Slavery, segregation, women’s suffrage, child labor protections, labor rights, Social Security, interracial marriage, homosexuality, civil rights legislation, same-sex marriage, the Vietnam War, the Iraq War, prohibition, environmental protections, public education expansion, healthcare reform, voting rights expansion, immigration rights, disability rights, reproductive rights, minimum wage laws, workers’ compensation laws.



>> rely on immediate emotional values....Thus, you get the left calling the right heartless/immoral/racist

> considered unspeakably cruel

You're not disagreeing on any pragmatic basis, just the emotional one. Like I said.


They gave you a whole list of pragmatic policy differences, are you ignoring them or in agreement?


No, they gave a list of policy differences - and justified them with an emotional argument: "cruel". They said nothing about the pragmatic justification of them.
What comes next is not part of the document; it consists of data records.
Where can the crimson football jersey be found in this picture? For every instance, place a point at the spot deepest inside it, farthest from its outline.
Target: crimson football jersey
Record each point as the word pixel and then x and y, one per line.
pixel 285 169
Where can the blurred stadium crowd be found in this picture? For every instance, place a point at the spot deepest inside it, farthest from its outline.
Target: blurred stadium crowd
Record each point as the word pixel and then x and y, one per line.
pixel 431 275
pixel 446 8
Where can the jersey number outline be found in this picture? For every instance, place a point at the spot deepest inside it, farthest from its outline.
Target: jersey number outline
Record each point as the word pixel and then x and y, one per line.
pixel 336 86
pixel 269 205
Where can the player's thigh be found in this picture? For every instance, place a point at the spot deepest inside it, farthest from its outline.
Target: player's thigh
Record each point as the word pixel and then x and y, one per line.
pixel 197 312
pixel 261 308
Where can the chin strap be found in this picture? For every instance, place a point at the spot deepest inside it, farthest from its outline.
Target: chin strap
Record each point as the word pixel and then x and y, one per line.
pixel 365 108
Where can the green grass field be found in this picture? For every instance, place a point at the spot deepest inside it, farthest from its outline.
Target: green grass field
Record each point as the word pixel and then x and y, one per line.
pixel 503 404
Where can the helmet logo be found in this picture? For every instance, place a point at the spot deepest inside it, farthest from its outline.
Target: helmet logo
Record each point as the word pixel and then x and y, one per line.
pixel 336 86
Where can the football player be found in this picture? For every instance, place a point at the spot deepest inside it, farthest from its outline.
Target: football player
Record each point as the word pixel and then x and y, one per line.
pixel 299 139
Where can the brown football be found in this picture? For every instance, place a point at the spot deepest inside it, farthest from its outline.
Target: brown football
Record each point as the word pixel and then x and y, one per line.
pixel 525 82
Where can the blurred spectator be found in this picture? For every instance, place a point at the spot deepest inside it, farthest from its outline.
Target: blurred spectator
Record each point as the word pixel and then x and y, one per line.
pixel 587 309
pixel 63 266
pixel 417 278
Which is exactly my point: the left tends to operate on ideological emotional values.

They could have said things like 'reproductive rights leads to X goods for the populace' or 'prohibition was a net positive in Y ways' or 'minimum wage laws are shown to improve GDP by Z amt on average' - but they didn't. They used an emotional argument. Like I said they would.


They used examples where almost every reasonable American knows what the right and wrong side of history ended up being. He doesn’t need to teach us with detailed policy that slavers ended up on the wrong side of history — we all know.


The point he's responding to is about epistemology - how the conclusion is come to, not what the conclusion is.

And 'wrong side of history' (bandwagon fallacy) and references to 'cruelty' (appeal to emotions) is really, really bad epistemology.